[systemd-devel] network interface renaming via PCI ID w/ systemd-udevd
grawity at gmail.com
Fri Nov 13 04:29:34 PST 2015
On Thu, Nov 12, 2015 at 8:13 PM, Matthew Hall <mhall at mhcomputing.net> wrote:
> On Thu, Nov 12, 2015 at 10:37:56AM +0100, Lennart Poettering wrote:
> > Since time began eth* is where the kernel automatically picked iface
> > names from. If you want to assign your own names go for some other
> > namespace, or be prepared to race against the kernel, and deal with
> > it.
> > Lennart
> Again, this logic worked well when the level of dynamism was lower.
> But now the level of dynamism is higher and different principles should
And systemd is the cause of that dynamism how exactly? If you're
complaining that the kernel started probing & detecting devices in a less
stable order, then you're complaining in very much the wrong place (and
maybe during the wrong decade).
The two times udev was involved in network interface naming, it was to make
the names _more stable_, not less. Perhaps your earlier systems had an
autogenerated .rules file which would make the names static – this was
implemented via udev (though I don't remember if it was Debian-specific or
upstream). Fedora for a while used "biosdevname" to make the names static –
this was also implemented via udev. And so on...
> You aren't thinking very much about how it will work for newer users.
Well, you've been using UNIX for 24 years, you're not exactly a "newer"

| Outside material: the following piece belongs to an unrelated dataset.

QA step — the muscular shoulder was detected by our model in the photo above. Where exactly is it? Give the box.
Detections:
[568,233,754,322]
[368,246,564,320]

And new users don't have any problems with the enp* scheme (probably
because they _aren't_ used to eth*) – they see enp1s0, wlp2s0 in `ip link`
and they successfully use those.
Either way, I remain convinced that you have not the slightest idea what
you're talking about.
You say, "This new way steals the old eth* namespace everybody was
comfortable with, despite its issues, and makes it a lot more random and
full of weird dynamic stuff.", even though this "new way" is the _exact
opposite_ of that.
The "persistent naming" that you linked to _does not_ use the eth*
namespace for anything, nor does it use random names anywhere – it
specifically avoids that, using enp* prefixes and PCI-based names. You've
been ranting all this time about entirely irrelevant things.